Fitting a new canister is the reverse of removing one. Clean up the face of the housing and smear some clean oil on the canister’s rubber sealing ring, then screw it on. Once finger tight, tighten it another three quarters of a turn. It should feel tight at that point but not so tight it couldn’t go further if leant on. By now the old oil will have drained out so I’ll clean the drain plug and fit a new copper or plastic washer (which type depends on the car and its age). These are widely available in any high street car parts store, online or from a local dealer or garage.
Get underneath again and refit the drain plug finger tight first, then tighten with socket or ring spanner. Ideally, the drain plug should be tightened to the correct torque setting and I always try and find out what it is however old the car. There are good reasons for doing this. The first is confidence that it’s tight enough not to drop out (eek!) and the second (especially important if the sump is cast alloy) is using the correct torque avoids damaging the thread.
Now it’s time to refill with the recommended grade of oil for the engine. I always double-check I’ve actually refitted the drain plug at this point and not just done it in my head. In my youthful excitement, I once refilled my Austin Mini with Duckhams 20W/50 unaware that it was all pouring straight out of the bottom onto the garage floor.

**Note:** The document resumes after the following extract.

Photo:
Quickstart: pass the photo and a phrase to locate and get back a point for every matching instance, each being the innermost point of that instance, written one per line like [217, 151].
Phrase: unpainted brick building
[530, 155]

I never did it again.
Check the amount of oil needed for an oil change in a manual. It’s usually slightly more than the amount given for the capacity of the engine due to oil in the filter and the oil ways but it’s not exact, so do the last bit of filling gingerly. Check the level on the dip-stick as you go to avoid overfilling – bearing in mind that the oil poured into the top of the engine takes a little while to drain down to the sump.
Last of all, I decant the old oil into the container or containers it came in (always worth hanging on to one for this purpose) and dispose of it at the local council recycling centre – engine oil must never be poured into land drains under any circumstances. And that’s all there is to it, transfusion completed, job done and one happy engine!